The main interface can be configured through a .yaml file, which contains the following properties:

run:
    preprocess: True         # If flag is passed, the ASTs will be re-generated. Otherwise, the script will load pre-generated AST
    verbose: True
paths:
    datadir: "../data"       # Path to the top level data directory.
    name: "code-example"      # Identifier for the mined directory.
    folder: "raw"            # Raw code folder identifier.
    pregenpath: "AST"        # Pre-generated AST folder identifier.
experiment:
    train_ratio: 0.8         # At a file level, fraction of training samples
    val_ratio: 0.2           # At a file level, fraction of validation samples
    graph_type: "test" # Graph granularity level ("file_graph" for one graph per file, "project_graph" for one large graph)
    train_files: ['']          # Directory of files to build the training graph(s) from
    test_files: ['main']        # Directory of files to build the test graph(s) from
    dense: False

Many examples of configuration files are provided in the src directory.
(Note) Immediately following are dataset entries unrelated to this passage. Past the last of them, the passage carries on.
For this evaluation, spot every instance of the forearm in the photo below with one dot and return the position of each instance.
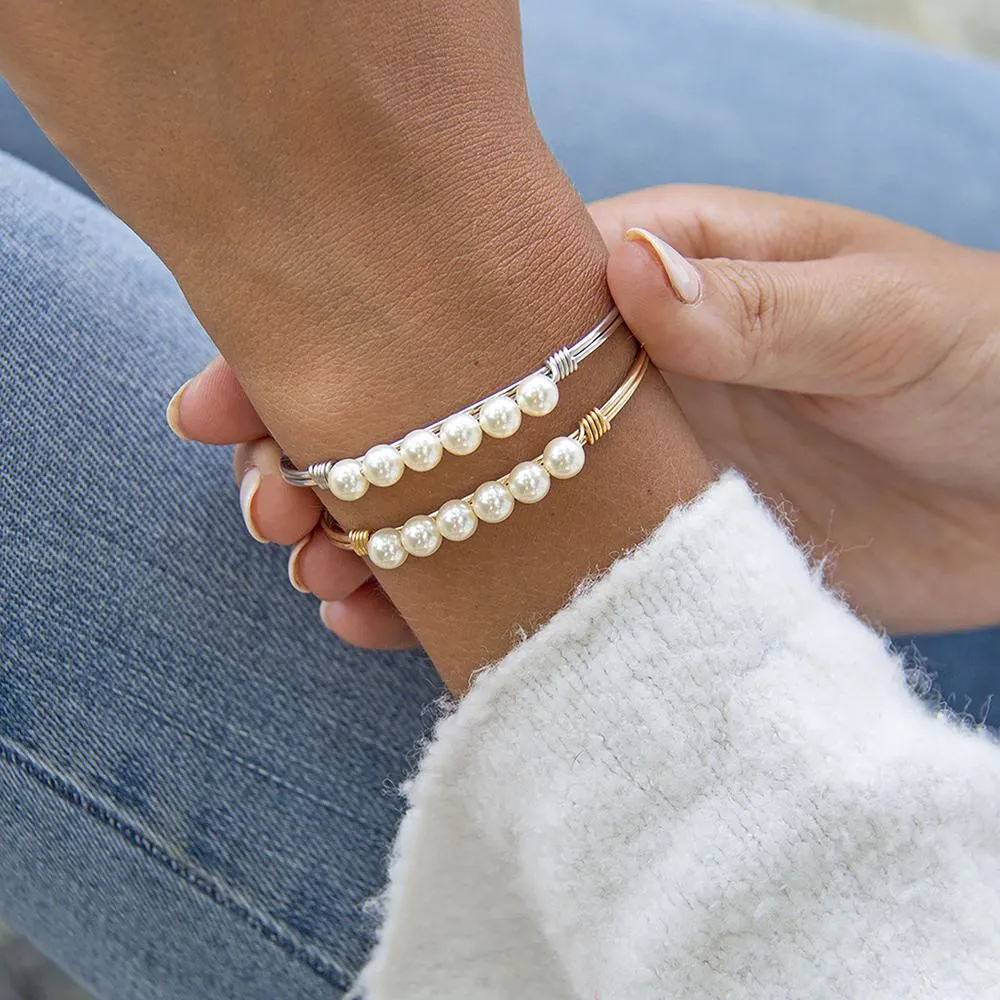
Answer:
(509, 281)
(358, 204)
(444, 287)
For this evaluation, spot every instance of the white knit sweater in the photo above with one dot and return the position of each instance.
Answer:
(703, 778)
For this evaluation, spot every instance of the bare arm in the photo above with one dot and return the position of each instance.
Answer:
(358, 204)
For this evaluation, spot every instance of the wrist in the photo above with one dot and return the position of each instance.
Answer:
(353, 327)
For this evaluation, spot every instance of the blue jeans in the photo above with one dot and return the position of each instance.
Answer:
(197, 783)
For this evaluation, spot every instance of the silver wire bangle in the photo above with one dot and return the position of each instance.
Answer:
(494, 501)
(497, 415)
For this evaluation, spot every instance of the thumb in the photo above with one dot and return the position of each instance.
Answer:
(837, 326)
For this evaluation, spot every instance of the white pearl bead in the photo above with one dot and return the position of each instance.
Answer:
(383, 465)
(492, 503)
(385, 549)
(420, 536)
(537, 395)
(528, 483)
(500, 417)
(461, 434)
(456, 520)
(563, 457)
(421, 450)
(346, 481)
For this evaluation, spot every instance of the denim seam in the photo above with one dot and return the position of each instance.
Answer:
(266, 925)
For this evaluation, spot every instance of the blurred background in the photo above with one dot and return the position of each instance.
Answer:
(957, 25)
(963, 25)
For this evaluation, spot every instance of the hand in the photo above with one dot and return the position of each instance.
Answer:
(850, 366)
(357, 202)
(852, 375)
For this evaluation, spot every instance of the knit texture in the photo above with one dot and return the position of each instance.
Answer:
(703, 778)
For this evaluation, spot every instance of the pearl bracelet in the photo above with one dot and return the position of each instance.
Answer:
(493, 502)
(498, 415)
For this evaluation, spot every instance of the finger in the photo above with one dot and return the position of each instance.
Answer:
(272, 510)
(706, 221)
(316, 565)
(367, 618)
(851, 325)
(213, 408)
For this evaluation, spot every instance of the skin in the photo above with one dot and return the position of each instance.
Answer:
(364, 217)
(847, 364)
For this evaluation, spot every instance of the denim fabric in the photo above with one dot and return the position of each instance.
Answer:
(196, 781)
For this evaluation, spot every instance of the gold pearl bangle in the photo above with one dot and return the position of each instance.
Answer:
(494, 501)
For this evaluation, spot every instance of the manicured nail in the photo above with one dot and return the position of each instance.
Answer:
(248, 490)
(174, 410)
(681, 273)
(329, 611)
(293, 568)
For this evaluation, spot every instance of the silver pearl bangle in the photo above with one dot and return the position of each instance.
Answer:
(494, 501)
(498, 416)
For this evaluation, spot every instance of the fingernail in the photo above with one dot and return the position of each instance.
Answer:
(293, 568)
(681, 273)
(329, 612)
(248, 490)
(174, 410)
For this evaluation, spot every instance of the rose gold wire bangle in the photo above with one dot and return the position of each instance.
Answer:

The main interface then runs several consecutive actions, none of which should require much configuration for most usecases:

  1. Crawl the desired repository to collect the paths of .py source files.
  2. Parse the files to generate a valid AST (done with astor)
  3. Save the generated AST in two formats
    1. .txt: Pretty-printed string representation
    2. .ast: Pickle holding a valid AST Python object

3. Manipulating the generated ASTs

Run main.py that first crawls all the python files in the raw code directory, constructs an AST for each file and pass the list of ASTs to generate_json() function in ast_networkx.py, which in turn traverses each AST in DFS manner, extracts features (AST node type), converts the AST into a networkx graph and finally merges all the graphs together into one.

The experiment fields of the configuration file contains mosst of the possible configuration options, including the specification of particular paths for training and test graphs, the ability to densify the graphs, ...

(Optional) To profile the computation cost of the process, run the script with cProfile flag and save the output into a txt file that can later be parsed with pstats:

SAGE-fmt/src> python -m cProfile -o [output txt file] main.py [arguments as mentioned above]
SAGE-fmt/src> python parse_profiling_output.py > [readable output file]

The output Format

The library will produce the following files:

  • <prefix>-feats.npy : A numpy array containing, for each node, the set of specified features.
  • <prefix>-id_map.json : A map of unique identifiers to nodes identifiers in the generated graph.
  • <prefix>-file_map.json : A map of root nodes to the source code files they connect.
  • <prefix>-source_map.json : A map of node identifiers to positions in the original source files (line and column indices).
  • `-G.json : A networkx compatible graph of the generated AST.
  • <prefix>-var_map.json : A map of extracted variable name literals to their respective node identifiers.
  • <prefix>-func_map.json : A map of extracted method name literals to their respective node identifiers.